Now you can identify trees with your smartphone
As summer turns into autumn in the Northern Hemisphere, our attention often drifts to trees and their changing colors. From what we hear via social media today, the leaves are just beginning to change in parts of the U.S. and elsewhere in this hemisphere. No matter what the season, you can now take advantage of an electronic field guide that makes it easier than ever to identify the trees you’re looking at with your smartphone. The free mobile application application is called Leafsnap, and it uses visual recognition software to identify tree species from photographs of leaves that users upload to their phones.
Leafsnap was developed in 2011 by scientists from Columbia University, the University of Maryland and the Smithsonian Institution. The idea for the application came from Peter Belhumeur of Columbia University and David Jacobs of the University of Maryland, who work in the field of Computer Science. They realized that facial recognition software might also be useful for identifying non-human species, and they collaborated with John Kress, Chief Botanist at the Smithsonian Institution, to design one of the first electronic field guide for trees.
With Leafsnap, users can take a photograph of a leaf placed on a white background and upload the image to a database that uses visual recognition software to identify potential matches for the tree species. After browsing through high-resolution images of leaves, flowers, fruit, petioles (the stalk that joins a leaf to the stem), seeds and bark, users can select the correct species match and start to build their own electronic collection of trees that they’ve observed.
According to the Leafsnap website:
Leafsnap turns users into citizen scientists, automatically sharing images, species identifications, and geo-coded stamps of species locations with a community of scientists who will use the stream of data to map and monitor the ebb and flow of flora nationwide.
Currently, Leafsnap can only identify trees that occur in the northeastern United States. However, the Leafsnap program eventually plans to expand the application to include all trees that grow in other regions of the United States as well. If you don’t live in the northeastern United States, you can still start using the application today by browsing through Leafsnap’s encyclopedia of species to identify trees such as quaking aspen and weeping willows that have a large habitat range.

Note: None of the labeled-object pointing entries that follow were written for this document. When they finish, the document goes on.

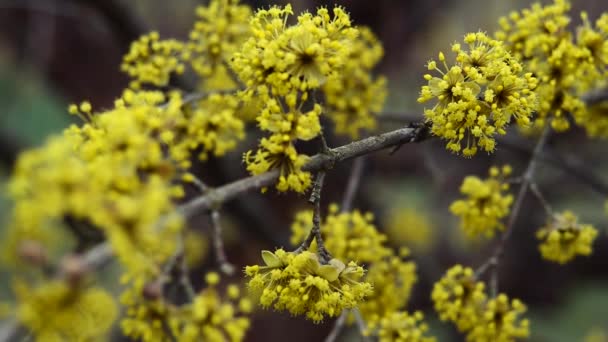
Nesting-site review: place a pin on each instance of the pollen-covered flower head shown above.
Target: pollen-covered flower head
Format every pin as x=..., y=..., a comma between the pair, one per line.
x=500, y=321
x=281, y=57
x=353, y=96
x=566, y=62
x=400, y=326
x=213, y=316
x=278, y=152
x=152, y=61
x=300, y=284
x=563, y=238
x=57, y=311
x=459, y=297
x=478, y=95
x=219, y=31
x=487, y=202
x=393, y=279
x=348, y=235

Leafsnap also contains two games aimed at improving environmental education.
Funding for the development of Leafsnap was provided by in part by a National Science Foundation Grant titled “An electronic field guide: plant exploration and discovery in the 21st century” and the Washington Biologists’ Field Club.
The Leafsnap application is currently available for the iphone and ipad. A version of the application for Android phones is under development.
The Smithsonian Institution has created an excellent video showing Leafsnap in action that you can view here.
Bottom line: Scientists have developed an electronic field guide that makes it easier than ever to identify what trees you’re looking at with a free mobile application for your smartphone. The application, called Leafsnap, uses visual recognition software to identify tree species from photographs of leaves that users upload to their phones. Leafsnap was developed in 2011 by scientists from Columbia University, the University of Maryland and the Smithsonian Institution.